Thank God for modern septic systems!!!!!
Thanks, Dee! If you are interested in the history of public health, this one’s for you!
This is really interesting.
The only relatively big european city that I’ve visited is Barcelona.
I must say that having lived all my life in south america (Buenos Aires), and having visited Sao Paulo (in Brasil) and Mexico D.F. AND knowing (and LOVING) New Orleans pre and post katrina, I had my share of foul smelling cities, but… OLD CITIES SMELL MUCH WORSE THAN ALL OF THOSE!
I mean if you get a whiff of the stench off the sewers in Barcelona, which is a REALLY old city, you’ll get what I am saying.
I will try to read this at some point.. is it on kindle books? Thanks!
Yes, I saw a Kindle option.Fortunately there is no scratch and sniff edition.
LOL! Thank you for the interesting book review, Cheryl.
🙂
…and thank goodness for NO scratch and sniff! 😉
Excellent review, Cheryl. This part of history probably goes some way into explaining why Paris and the Parisians have garnered a lasting reputation for smelling a bit ripe. It may be because having spent half my life here I only notice the worst bits (stale urine in the metro, or that particularly stench-filled Châtelet-Les Halles RER station I avoid as much as possible), but frankly, it’s not that bad except in during heatwaves.
I highly recommend the Alain Corbin as well: it’s essential reading for perfume lovers.
I’ve noticed each stop has its own odor. And then I tend to remember the smelly ones.
If you haven’t been here in the past couple of years: now there’s a lily-of-the-valley scent diffused in many stations.
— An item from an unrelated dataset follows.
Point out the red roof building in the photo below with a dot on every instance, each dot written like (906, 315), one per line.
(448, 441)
It’s a little weird, because you kind of start looking for the person with the toilet-freshener sillage!
I’ve heard that but didn’t notice it ( It’s been a year–and might be the lines I used from the place I was renting).But I have a friend who can’t stand Diorissimo b/c it reminds him of bad metro smell!
This is fascinating stuff…I’m going to take your recommendation and seek the Foul and the Fragrant and Concepts of Cleanliness first…I guess you can’t call them a literary appetizer…more like a literary UNappetizer….but I find this sort of thing very interesting. (and yet disgusting)
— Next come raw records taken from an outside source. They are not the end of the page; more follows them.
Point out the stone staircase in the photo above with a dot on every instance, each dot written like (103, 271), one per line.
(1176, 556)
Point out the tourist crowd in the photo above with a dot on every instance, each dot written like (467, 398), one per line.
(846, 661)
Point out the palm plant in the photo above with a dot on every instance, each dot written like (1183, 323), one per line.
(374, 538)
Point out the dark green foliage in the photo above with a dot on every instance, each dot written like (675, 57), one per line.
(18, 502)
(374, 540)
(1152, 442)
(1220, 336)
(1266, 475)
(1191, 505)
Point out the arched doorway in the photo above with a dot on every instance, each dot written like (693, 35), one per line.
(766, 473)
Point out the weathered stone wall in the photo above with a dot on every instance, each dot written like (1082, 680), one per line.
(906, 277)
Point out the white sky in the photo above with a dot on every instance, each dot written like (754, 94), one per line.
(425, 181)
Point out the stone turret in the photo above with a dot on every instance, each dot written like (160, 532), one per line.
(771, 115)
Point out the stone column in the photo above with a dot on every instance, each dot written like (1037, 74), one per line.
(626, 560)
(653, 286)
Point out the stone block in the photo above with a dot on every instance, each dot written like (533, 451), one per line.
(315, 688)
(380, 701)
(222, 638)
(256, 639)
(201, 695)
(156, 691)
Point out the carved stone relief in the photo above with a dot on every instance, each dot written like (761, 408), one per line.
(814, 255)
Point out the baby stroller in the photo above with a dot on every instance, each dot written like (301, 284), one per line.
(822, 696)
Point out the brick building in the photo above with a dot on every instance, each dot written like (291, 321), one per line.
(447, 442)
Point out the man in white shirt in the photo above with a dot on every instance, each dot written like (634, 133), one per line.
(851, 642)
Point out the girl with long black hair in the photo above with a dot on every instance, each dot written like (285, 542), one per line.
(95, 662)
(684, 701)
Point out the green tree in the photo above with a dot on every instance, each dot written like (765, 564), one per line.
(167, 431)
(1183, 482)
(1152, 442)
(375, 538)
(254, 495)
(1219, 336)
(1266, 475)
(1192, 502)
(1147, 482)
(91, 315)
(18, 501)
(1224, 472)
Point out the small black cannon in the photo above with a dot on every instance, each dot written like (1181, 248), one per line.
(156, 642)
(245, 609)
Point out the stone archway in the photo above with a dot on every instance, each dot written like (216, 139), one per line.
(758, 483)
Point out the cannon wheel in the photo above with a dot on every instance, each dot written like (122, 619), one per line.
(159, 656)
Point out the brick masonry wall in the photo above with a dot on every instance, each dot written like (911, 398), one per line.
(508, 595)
Thanks for the great review!
Disgusting can be so appealing!
reminds me of the opening of Perfume by Suskind.
Yes! I had forgotten that entirely.
Thanks for this excellent review. It’s a fascinating subject.
Thank *you*!
Wonderful review, Cheryl, and a really excellent post. I probably won’t read this one, although I *will* read the other two suggestions. The interesting thing though is that a very close friend gave up her law practice to write a book (fictional) and did a lot of research on this very same subject and during the same time frame. So I’ve learned a lot of interesting things about this from her. Same problems were going on in London as well.
Her book project sounds wonderful.
As a self professed germaphobe who bleaches or uses distilled vinegar on a regular basis [I know, I know – I’m weird], I don’t think I would have fared well in ole stinky Paris or London. Blech. [And no wonder the French created the most wonderful perfumes!]
Oh Rustic….you are one of us….bleach is the great equalizer! it’s bacteria or us!
Except for friendly bacteria of course, It’s such a fine line. 😉
oh yes, of course…..eat a yogurt! keep your good internal bacteria hale and hearty…..for the rest I’d suggest a couple of tablespoons of bleach in a quart spray bottle of water…..
I don’t think of myself as especially germ phobic, but come to think of it I use hand sanitizer *a lot* and am constantly cleaning keyboards, telephones, grocery cart handles, steering wheels…I think I’m in the club.
It’s a spectrum. I’m about where you are.
TY for the review on this quite curious topic. Another germaphobe here! I don’t think I would have lasted a minute during those times.
I know! Forget disease! I’d have succumbed to just the grossness of the times….” yes, it appears she was grossed-out to death!”
Makes me think twice about the joys of time travel!